В числе друзей, которых эта достопамятная годовщина собирает вокруг вас, позвольте нам, английским друзьям вашим, принести вам искренние поздравления наши мысленно и символически, ибо не можем сделать того лично. Мы надеемся, что вы благоволите в день вашего рождения принять от нас этот маленький подарок, который в образе искреннего изъявления чувств наших может иметь некоторую цену.

Мы сказали сами себе: первый долг и величайшее удовольствие есть оказывать уважение тому, кому уважение следует, а как наш руководитель в жизни и, может быть, лучший наставник есть тот, кто словом и делом научает нас мудрости, то мы, признавая поэта Гете нашим умственным наставником, желаем выразить это чувство вместе и гласно; для чего решили просить его в день рождения принять маловажный английский подарок, от нас всех равно посылаемый, дабы доколе почтенный муж сей останется между нами, он имел памятник благодарности, которую мы и, как думаем, весь свет ему обязаны.

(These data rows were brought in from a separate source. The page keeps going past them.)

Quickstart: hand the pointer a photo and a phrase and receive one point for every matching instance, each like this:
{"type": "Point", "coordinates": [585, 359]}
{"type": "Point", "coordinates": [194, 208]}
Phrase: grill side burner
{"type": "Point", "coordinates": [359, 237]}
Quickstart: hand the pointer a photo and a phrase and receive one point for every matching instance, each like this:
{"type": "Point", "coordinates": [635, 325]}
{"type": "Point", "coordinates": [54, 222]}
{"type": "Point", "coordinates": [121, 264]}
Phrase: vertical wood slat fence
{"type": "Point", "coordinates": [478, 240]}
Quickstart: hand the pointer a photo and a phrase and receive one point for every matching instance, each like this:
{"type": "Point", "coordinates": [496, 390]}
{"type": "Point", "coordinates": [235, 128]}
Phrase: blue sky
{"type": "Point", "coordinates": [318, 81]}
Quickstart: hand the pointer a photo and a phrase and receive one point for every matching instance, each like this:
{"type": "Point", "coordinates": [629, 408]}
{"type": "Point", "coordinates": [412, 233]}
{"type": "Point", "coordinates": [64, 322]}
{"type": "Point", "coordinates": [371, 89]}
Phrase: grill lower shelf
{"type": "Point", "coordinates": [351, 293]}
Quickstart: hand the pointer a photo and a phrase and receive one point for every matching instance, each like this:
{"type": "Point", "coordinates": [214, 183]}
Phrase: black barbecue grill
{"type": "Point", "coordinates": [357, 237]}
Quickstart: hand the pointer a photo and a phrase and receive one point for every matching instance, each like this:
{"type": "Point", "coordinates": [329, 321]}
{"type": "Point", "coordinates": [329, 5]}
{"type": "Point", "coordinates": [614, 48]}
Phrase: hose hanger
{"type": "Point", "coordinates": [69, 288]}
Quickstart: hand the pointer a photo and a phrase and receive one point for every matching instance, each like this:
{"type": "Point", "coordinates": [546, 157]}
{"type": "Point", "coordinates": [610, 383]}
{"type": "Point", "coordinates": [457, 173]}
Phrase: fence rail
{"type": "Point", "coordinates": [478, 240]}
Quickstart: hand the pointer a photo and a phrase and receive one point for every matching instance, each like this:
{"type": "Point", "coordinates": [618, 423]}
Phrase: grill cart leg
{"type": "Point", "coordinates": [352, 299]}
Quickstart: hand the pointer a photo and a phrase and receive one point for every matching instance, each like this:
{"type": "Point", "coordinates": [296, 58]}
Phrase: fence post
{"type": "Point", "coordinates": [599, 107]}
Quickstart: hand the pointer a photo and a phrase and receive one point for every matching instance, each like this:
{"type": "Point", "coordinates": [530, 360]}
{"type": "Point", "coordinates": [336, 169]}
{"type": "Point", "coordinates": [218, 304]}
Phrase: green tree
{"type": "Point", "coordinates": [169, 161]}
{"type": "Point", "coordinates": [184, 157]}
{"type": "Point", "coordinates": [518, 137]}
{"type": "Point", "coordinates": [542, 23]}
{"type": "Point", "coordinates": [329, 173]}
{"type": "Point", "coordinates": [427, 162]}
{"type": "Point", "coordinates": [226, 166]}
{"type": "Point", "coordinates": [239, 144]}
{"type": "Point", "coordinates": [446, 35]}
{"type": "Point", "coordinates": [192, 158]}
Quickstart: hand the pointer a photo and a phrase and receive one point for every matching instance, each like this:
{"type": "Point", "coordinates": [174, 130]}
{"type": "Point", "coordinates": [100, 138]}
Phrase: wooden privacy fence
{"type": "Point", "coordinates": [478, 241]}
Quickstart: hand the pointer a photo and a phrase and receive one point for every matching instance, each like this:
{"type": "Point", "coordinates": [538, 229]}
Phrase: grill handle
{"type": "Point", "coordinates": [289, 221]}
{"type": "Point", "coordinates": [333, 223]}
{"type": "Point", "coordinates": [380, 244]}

Итак, наша слабая дань, может быть, одна из чистейших, которые человек может приносить человеку, ныне облечена в чувственный образ. - Да будет она благосклонно принята и да напоминает беспрестанно о теснейшей связи, хотя широкие моря нас разделяют.

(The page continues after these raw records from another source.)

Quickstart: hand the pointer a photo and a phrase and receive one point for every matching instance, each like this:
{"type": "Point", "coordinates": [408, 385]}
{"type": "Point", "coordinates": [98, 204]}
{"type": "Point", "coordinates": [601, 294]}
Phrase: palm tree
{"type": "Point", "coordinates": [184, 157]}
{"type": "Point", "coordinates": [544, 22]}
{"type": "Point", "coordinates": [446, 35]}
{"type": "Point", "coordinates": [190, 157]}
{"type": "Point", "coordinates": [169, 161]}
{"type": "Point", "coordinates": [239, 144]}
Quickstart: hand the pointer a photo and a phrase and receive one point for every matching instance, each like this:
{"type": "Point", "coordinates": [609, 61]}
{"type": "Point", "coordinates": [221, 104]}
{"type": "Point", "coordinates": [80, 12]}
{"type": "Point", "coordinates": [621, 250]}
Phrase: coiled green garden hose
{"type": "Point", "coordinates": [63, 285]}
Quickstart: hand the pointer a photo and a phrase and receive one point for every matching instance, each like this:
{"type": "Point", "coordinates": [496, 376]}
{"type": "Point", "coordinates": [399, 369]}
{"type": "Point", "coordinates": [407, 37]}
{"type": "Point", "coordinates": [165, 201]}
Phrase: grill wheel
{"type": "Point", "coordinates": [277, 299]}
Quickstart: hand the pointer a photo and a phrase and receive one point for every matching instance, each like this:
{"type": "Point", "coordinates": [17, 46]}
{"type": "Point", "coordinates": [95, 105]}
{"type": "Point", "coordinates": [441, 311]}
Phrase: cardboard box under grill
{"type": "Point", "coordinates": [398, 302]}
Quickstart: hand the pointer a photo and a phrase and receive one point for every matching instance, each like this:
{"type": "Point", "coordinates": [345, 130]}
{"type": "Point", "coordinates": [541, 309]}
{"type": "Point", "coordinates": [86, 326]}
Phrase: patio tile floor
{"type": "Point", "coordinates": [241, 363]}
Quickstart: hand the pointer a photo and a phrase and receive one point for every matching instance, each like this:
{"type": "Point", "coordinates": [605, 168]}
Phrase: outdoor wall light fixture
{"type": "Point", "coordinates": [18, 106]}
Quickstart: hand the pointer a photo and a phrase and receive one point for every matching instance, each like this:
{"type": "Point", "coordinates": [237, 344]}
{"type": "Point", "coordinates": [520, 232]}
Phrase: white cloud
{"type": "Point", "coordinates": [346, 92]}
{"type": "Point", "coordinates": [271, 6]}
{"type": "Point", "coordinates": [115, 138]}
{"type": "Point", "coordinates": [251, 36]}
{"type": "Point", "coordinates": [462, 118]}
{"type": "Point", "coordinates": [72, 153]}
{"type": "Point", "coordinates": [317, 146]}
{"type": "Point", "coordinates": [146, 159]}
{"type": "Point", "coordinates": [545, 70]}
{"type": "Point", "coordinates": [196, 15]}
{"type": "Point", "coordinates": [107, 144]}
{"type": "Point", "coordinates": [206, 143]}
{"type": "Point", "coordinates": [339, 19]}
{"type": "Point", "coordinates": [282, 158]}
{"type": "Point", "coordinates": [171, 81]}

Молим небо, да присоединит еще многие лета к столь славной жизни и дарует вам всякое счастие вместе с силой окончить высокий труд вам так, как продолжали доселе, подобно выспренней звезде

Без спеха, но без отдыха.

От пятнадцати английских друзей.

Письмо В. Скотта к Гете

Почтенный и многоуважаемый барон, я получил через г. Гендерсона высокоценимый знак внимания вашего и редко был так обрадован, как узнав, что некоторые из моих произведений имели счастие обратить на себя внимание барона Гете; я был постоянным его почитателем с 1798 года, когда немного познакомился с немецким языком и вскоре оказал в одно время пример доброты моего вкуса и чрезмерной самонадеянности, попытавшись перевесть произведение барона Гете "Гец фон Берлихинген", совершенно забывая, что восхищаться гениальным творением недостаточно, но, сверх того, нужно хорошо знать язык, на котором оно писано, прежде чем стараться передать красоты его другим. Я признаю, однако же, некоторую цену в моем преждевременном переводе, потому что он доказывает, по крайней мере, что я умел избрать предмет достойный удивления, хотя жестокие ошибки, в которые я впал от несовершенного знания языка, и показывают, что не прибегнул к лучшему способу выразить мое предпочтение. - Я часто слышал об вас от зятя моего Локгарта, молодого человека, весьма уважаемого в литературе, который несколько лет тому и прежде чем вступил по браку в родство с моим семейством, имел честь быть представленным отцу немецкой словесности. Невозможно вам лично упомнить каждого из поклонников ваших между множеством тех, которые желают заплатить вам дань своего почтения, но я не думаю, чтобы кто в числе их был более пре- дан вам, чем молодой Локгарт. Друг мой сир Джон Гопе-Пинке имел еще позднее честь вас видеть. - Я уже принимал смелость писать к вам с двумя его родственниками, которые должны были путешествовать по Германии; но путешествие их было отложено по болезни и письмо мое возвратилось ко мне по прошествии двух или трех месяцев. - Итак я покушался познакомиться с г. Гете и прежде лестного его обо мне отзыва.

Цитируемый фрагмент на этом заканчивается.